What is a ‘Data Platform’:
“Another flaw in the human character is that everybody wants to build, and nobody wants to do maintenance,” Kurt Vonnegut said this in jest, but the quote highlights our tendency not only as individuals but as organizations, to gravitate toward new flashy tools that (we think) will solve all of our problems and think very little of the ongoing maintenance that is going to be involved with ensuring the that new systems don’t fall into delinquency or disrepair. As organizations develop over time their operational as well as analytical needs will almost certainly change. A technology system that worked well for one department at one time may become depreciated, whether it be by a vendor no longer supporting the product, the needs and responsibilities of the department that relies on the system changing, or improved technologies being introduced that do not interact well (or at all) with the previously used systems. Here at the City, we have experienced the above issues, and as a result some of our systems, and our processes for working with and around these systems, have found themselves in need of a little TLC.
So, this is where our concept of a new flashy data platform comes into play.
But didn’t we say earlier that we should avoid ‘new flashy tools’? To look at it another way: a data platform isn’t really a new tool so much as it is a collection of tools and policies to help an organization better manage, and better leverage, its data.

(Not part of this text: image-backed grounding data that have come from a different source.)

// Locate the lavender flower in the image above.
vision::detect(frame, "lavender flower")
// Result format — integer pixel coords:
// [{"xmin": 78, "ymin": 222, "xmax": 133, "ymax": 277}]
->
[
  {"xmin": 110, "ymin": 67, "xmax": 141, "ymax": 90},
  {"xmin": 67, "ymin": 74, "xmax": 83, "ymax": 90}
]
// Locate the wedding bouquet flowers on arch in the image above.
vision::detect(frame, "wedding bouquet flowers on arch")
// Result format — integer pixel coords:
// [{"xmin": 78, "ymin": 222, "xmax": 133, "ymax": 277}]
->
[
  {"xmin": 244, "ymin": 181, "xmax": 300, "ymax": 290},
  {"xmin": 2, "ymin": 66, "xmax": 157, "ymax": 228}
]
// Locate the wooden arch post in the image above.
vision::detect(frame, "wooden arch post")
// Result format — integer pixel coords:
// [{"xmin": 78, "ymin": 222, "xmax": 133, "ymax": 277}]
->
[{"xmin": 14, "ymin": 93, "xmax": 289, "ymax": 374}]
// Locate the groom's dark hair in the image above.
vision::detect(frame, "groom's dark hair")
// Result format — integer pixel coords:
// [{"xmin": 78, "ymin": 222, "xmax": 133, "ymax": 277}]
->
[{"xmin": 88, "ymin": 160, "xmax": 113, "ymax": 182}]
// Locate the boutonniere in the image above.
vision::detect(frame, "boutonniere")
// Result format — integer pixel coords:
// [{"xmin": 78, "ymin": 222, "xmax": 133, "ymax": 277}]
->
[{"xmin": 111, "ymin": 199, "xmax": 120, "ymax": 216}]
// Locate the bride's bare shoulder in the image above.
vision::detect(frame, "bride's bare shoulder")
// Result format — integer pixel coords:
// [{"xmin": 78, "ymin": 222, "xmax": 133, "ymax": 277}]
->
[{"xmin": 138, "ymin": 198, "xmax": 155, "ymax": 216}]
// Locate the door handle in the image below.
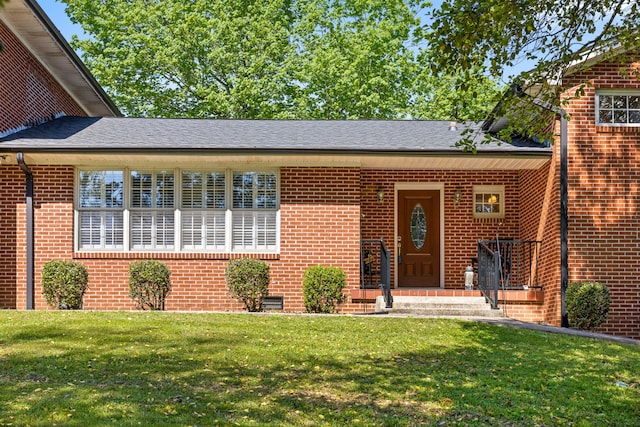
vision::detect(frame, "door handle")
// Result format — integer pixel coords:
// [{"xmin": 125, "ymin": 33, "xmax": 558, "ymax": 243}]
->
[{"xmin": 397, "ymin": 242, "xmax": 402, "ymax": 264}]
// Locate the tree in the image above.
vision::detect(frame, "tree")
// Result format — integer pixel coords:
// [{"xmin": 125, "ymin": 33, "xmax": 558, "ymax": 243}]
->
[
  {"xmin": 61, "ymin": 0, "xmax": 501, "ymax": 120},
  {"xmin": 61, "ymin": 0, "xmax": 419, "ymax": 119},
  {"xmin": 427, "ymin": 0, "xmax": 640, "ymax": 144},
  {"xmin": 412, "ymin": 62, "xmax": 501, "ymax": 121}
]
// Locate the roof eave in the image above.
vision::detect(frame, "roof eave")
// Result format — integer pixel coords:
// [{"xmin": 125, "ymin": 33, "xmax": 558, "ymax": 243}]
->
[{"xmin": 0, "ymin": 0, "xmax": 120, "ymax": 117}]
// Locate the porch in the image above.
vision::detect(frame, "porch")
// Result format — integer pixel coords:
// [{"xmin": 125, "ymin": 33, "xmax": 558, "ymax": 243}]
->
[{"xmin": 353, "ymin": 238, "xmax": 544, "ymax": 320}]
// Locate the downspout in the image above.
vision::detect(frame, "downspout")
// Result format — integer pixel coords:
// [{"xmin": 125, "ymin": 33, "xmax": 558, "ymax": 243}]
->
[
  {"xmin": 16, "ymin": 153, "xmax": 34, "ymax": 310},
  {"xmin": 560, "ymin": 111, "xmax": 569, "ymax": 327}
]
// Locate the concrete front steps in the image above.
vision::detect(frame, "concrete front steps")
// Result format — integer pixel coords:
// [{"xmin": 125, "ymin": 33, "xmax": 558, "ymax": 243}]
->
[{"xmin": 375, "ymin": 295, "xmax": 503, "ymax": 317}]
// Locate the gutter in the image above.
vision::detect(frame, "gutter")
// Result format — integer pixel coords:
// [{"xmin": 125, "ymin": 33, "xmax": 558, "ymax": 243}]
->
[
  {"xmin": 560, "ymin": 112, "xmax": 569, "ymax": 327},
  {"xmin": 16, "ymin": 153, "xmax": 34, "ymax": 310}
]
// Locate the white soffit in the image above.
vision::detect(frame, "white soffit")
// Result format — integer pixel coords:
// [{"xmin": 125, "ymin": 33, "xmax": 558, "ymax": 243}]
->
[{"xmin": 5, "ymin": 152, "xmax": 551, "ymax": 170}]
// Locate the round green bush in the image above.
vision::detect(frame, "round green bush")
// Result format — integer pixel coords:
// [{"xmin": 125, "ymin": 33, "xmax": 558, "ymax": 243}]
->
[
  {"xmin": 129, "ymin": 260, "xmax": 172, "ymax": 310},
  {"xmin": 566, "ymin": 281, "xmax": 611, "ymax": 331},
  {"xmin": 225, "ymin": 258, "xmax": 270, "ymax": 312},
  {"xmin": 41, "ymin": 260, "xmax": 89, "ymax": 309},
  {"xmin": 303, "ymin": 265, "xmax": 347, "ymax": 313}
]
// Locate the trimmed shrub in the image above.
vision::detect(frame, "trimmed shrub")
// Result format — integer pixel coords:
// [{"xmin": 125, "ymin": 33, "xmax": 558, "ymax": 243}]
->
[
  {"xmin": 566, "ymin": 281, "xmax": 611, "ymax": 331},
  {"xmin": 41, "ymin": 260, "xmax": 89, "ymax": 309},
  {"xmin": 225, "ymin": 258, "xmax": 270, "ymax": 312},
  {"xmin": 303, "ymin": 265, "xmax": 347, "ymax": 313},
  {"xmin": 129, "ymin": 260, "xmax": 172, "ymax": 310}
]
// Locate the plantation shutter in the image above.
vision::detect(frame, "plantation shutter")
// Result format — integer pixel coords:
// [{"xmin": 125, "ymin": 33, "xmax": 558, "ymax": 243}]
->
[
  {"xmin": 130, "ymin": 171, "xmax": 175, "ymax": 250},
  {"xmin": 181, "ymin": 171, "xmax": 226, "ymax": 250}
]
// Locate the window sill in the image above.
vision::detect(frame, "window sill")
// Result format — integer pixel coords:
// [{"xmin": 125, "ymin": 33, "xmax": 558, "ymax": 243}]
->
[{"xmin": 73, "ymin": 251, "xmax": 280, "ymax": 261}]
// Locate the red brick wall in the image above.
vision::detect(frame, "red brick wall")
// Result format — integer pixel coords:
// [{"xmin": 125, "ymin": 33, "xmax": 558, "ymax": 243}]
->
[
  {"xmin": 0, "ymin": 166, "xmax": 23, "ymax": 308},
  {"xmin": 0, "ymin": 21, "xmax": 85, "ymax": 134},
  {"xmin": 12, "ymin": 166, "xmax": 362, "ymax": 313},
  {"xmin": 0, "ymin": 19, "xmax": 87, "ymax": 308},
  {"xmin": 559, "ymin": 56, "xmax": 640, "ymax": 338}
]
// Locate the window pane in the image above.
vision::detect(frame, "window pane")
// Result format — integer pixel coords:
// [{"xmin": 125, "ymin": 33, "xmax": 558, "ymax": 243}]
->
[
  {"xmin": 156, "ymin": 172, "xmax": 174, "ymax": 208},
  {"xmin": 79, "ymin": 211, "xmax": 123, "ymax": 250},
  {"xmin": 629, "ymin": 96, "xmax": 640, "ymax": 109},
  {"xmin": 79, "ymin": 211, "xmax": 101, "ymax": 248},
  {"xmin": 614, "ymin": 96, "xmax": 627, "ymax": 109},
  {"xmin": 131, "ymin": 211, "xmax": 153, "ymax": 249},
  {"xmin": 206, "ymin": 211, "xmax": 226, "ymax": 248},
  {"xmin": 156, "ymin": 212, "xmax": 175, "ymax": 248},
  {"xmin": 182, "ymin": 211, "xmax": 226, "ymax": 250},
  {"xmin": 599, "ymin": 95, "xmax": 612, "ymax": 109},
  {"xmin": 233, "ymin": 172, "xmax": 254, "ymax": 208},
  {"xmin": 629, "ymin": 110, "xmax": 640, "ymax": 123},
  {"xmin": 232, "ymin": 211, "xmax": 254, "ymax": 249},
  {"xmin": 182, "ymin": 211, "xmax": 203, "ymax": 248},
  {"xmin": 131, "ymin": 171, "xmax": 152, "ymax": 208},
  {"xmin": 256, "ymin": 172, "xmax": 277, "ymax": 209},
  {"xmin": 182, "ymin": 171, "xmax": 203, "ymax": 208},
  {"xmin": 206, "ymin": 172, "xmax": 226, "ymax": 209},
  {"xmin": 232, "ymin": 211, "xmax": 277, "ymax": 251},
  {"xmin": 614, "ymin": 110, "xmax": 628, "ymax": 123},
  {"xmin": 79, "ymin": 171, "xmax": 123, "ymax": 208},
  {"xmin": 105, "ymin": 212, "xmax": 124, "ymax": 247},
  {"xmin": 599, "ymin": 110, "xmax": 613, "ymax": 124},
  {"xmin": 255, "ymin": 212, "xmax": 277, "ymax": 250},
  {"xmin": 131, "ymin": 211, "xmax": 174, "ymax": 250}
]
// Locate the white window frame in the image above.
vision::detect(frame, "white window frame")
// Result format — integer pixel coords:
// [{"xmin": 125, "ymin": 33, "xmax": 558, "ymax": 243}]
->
[
  {"xmin": 473, "ymin": 185, "xmax": 505, "ymax": 219},
  {"xmin": 181, "ymin": 170, "xmax": 227, "ymax": 251},
  {"xmin": 75, "ymin": 170, "xmax": 125, "ymax": 251},
  {"xmin": 129, "ymin": 170, "xmax": 176, "ymax": 251},
  {"xmin": 75, "ymin": 167, "xmax": 280, "ymax": 254},
  {"xmin": 231, "ymin": 171, "xmax": 279, "ymax": 252},
  {"xmin": 595, "ymin": 90, "xmax": 640, "ymax": 127}
]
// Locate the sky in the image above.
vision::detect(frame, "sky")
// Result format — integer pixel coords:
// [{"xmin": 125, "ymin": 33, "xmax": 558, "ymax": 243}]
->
[{"xmin": 38, "ymin": 0, "xmax": 83, "ymax": 42}]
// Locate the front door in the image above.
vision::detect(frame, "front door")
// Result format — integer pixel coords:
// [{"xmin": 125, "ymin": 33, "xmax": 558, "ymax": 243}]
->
[{"xmin": 397, "ymin": 190, "xmax": 440, "ymax": 287}]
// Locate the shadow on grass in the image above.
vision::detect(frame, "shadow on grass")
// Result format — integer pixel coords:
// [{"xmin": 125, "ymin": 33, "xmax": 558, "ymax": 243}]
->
[{"xmin": 0, "ymin": 314, "xmax": 638, "ymax": 426}]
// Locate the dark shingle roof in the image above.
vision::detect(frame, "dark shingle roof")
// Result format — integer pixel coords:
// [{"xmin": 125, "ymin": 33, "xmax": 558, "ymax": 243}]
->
[{"xmin": 0, "ymin": 116, "xmax": 550, "ymax": 154}]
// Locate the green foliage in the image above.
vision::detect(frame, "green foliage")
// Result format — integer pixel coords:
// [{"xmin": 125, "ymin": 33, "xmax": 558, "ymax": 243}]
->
[
  {"xmin": 41, "ymin": 260, "xmax": 89, "ymax": 309},
  {"xmin": 427, "ymin": 0, "xmax": 640, "ymax": 146},
  {"xmin": 302, "ymin": 265, "xmax": 347, "ymax": 313},
  {"xmin": 60, "ymin": 0, "xmax": 498, "ymax": 121},
  {"xmin": 225, "ymin": 258, "xmax": 270, "ymax": 312},
  {"xmin": 566, "ymin": 281, "xmax": 611, "ymax": 331},
  {"xmin": 128, "ymin": 260, "xmax": 172, "ymax": 310}
]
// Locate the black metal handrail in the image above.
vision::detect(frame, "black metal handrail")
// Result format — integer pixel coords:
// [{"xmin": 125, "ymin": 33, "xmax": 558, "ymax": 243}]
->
[
  {"xmin": 477, "ymin": 241, "xmax": 500, "ymax": 309},
  {"xmin": 361, "ymin": 239, "xmax": 392, "ymax": 308},
  {"xmin": 477, "ymin": 239, "xmax": 542, "ymax": 309}
]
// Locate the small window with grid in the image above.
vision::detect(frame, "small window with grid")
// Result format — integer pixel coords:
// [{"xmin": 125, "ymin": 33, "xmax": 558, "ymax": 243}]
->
[
  {"xmin": 596, "ymin": 92, "xmax": 640, "ymax": 126},
  {"xmin": 473, "ymin": 185, "xmax": 505, "ymax": 219}
]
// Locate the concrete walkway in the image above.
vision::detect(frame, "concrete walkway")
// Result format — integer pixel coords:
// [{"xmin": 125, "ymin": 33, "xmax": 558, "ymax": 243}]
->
[{"xmin": 372, "ymin": 312, "xmax": 640, "ymax": 346}]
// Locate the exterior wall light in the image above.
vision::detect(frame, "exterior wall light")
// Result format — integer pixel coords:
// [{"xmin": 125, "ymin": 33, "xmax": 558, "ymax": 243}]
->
[
  {"xmin": 376, "ymin": 186, "xmax": 385, "ymax": 203},
  {"xmin": 454, "ymin": 187, "xmax": 462, "ymax": 204}
]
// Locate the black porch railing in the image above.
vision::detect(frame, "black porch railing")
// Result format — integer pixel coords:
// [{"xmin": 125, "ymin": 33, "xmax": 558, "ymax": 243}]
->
[
  {"xmin": 477, "ymin": 239, "xmax": 542, "ymax": 309},
  {"xmin": 361, "ymin": 239, "xmax": 392, "ymax": 308}
]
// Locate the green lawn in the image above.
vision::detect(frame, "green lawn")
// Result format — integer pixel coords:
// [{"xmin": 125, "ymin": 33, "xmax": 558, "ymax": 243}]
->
[{"xmin": 0, "ymin": 312, "xmax": 638, "ymax": 426}]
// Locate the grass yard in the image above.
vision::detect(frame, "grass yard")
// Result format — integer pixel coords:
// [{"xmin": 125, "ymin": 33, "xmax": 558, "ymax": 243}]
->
[{"xmin": 0, "ymin": 312, "xmax": 638, "ymax": 426}]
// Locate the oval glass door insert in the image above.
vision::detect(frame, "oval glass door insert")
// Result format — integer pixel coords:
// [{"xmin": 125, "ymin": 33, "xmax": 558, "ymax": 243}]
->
[{"xmin": 410, "ymin": 204, "xmax": 427, "ymax": 249}]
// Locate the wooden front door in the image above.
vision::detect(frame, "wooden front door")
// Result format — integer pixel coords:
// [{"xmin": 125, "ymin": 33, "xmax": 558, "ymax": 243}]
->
[{"xmin": 397, "ymin": 190, "xmax": 440, "ymax": 287}]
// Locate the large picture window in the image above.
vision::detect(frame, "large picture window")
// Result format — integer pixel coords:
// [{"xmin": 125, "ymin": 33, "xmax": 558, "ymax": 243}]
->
[
  {"xmin": 596, "ymin": 91, "xmax": 640, "ymax": 126},
  {"xmin": 76, "ymin": 168, "xmax": 279, "ymax": 253}
]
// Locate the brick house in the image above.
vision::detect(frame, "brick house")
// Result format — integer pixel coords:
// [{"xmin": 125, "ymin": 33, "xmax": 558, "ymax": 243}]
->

The data platform that we wish to develop will be built with the idea of maintenance in mind. As a central repository for all organizational data, the data platform will serve as a modular hub for connecting various different operational workstreams together under one coherent and consistent roof. We need to remain mindful that as our operational and analytical needs change, so too will the infrastructure of our platform to better model those needs. Well… let’s slow down, recognizing that a lot of what was just said is one step short of a technical buzzword, acronym soup we’ve been trying to avoid, so let’s try a visual:
Above, we can see what the overall change in the process should look like. Whereas currently, we are directly feeding data from our source systems and into our end-user applications and reporting metrics, the data platform will stand as an intermediary to ensure that data is accurate, up to date, and ready for reporting. The bulk of this work lies in efficiently ingesting data from source systems into our platform, and then learning what transformations, cleaning, and contextual information needs to be included with that data to ensure that the deliverables produced by our analysts and customers are accurate and context-aware. In this way, it is best to think of our data platform, not as a new tool, but as a new operational paradigm, a way to structure all our siloed independent systems so that data can be integrated and more easily accessible across and outside of our organization.
What our current progress has been:
Thus far we have made some good progress in identifying datasets that would be great operational use cases for our new data platform, as well as inventorying the underlying data that will be needed in order to bring those projects to fruition. We have identified two major projects that are going to be our first use cases for the data platform that should serve as learning experiences and templates for our further expansion of the platform. These projects should also improve the City’s operations as well as create datasets that can be viewed by the public, allowing for greater accountability and transparency with our constituents. The two current use cases we are perusing are:
An analytical database for our permitting process. This should allow us within the city to not only have a greater understanding of the permitting process and where improvements can be made but should also allow us to make further use for collate and cultivate new and interesting datasets for our open data platform. Additionally, we hope to make end-user applications for both internal and external consumption of this data, so that customers are less in the dark about the state of their permit applications.
A revamped water billing process. This should allow us to not only simplify and save time in the water department, but also allow a public front-facing view into some of our water data - which could save people the hassle of learning too late about potential leaks, shut-offs, or underuse of water at their properties.
While going through this process we will also have an eye on cleaning up some of our old databases and understanding what data is needed to get a comprehensive picture of all the data that this city is in possession of and maintaining. This should help to spur on not only further publicly available datasets but projects that can go deeper to help improve the city’s efficiency when it comes to every day as well as long-term tasks. It can also provide us a sense of what data might be lacking, and where we can make improvements so that we can continue to provide novel solutions to existing problems in the future.
Where we hope to go:
Much of the long road of learning is still ahead of us and we look forward to all of the baby steps (and mistakes) we will make in the implementation of this new data infrastructure. With a solid foundation already beginning to take shape and a little bit (okay, lotta bit) of work we should be able to slowly (but surely) integrate more data streams into the platform so that our users can have more reliable and up to date information. We look forward to reporting on all of our steps throughout this process and keeping everyone updated on our continued progress towards a more integrated, coherent data system that allows our organization to better serve and understand the needs of our community.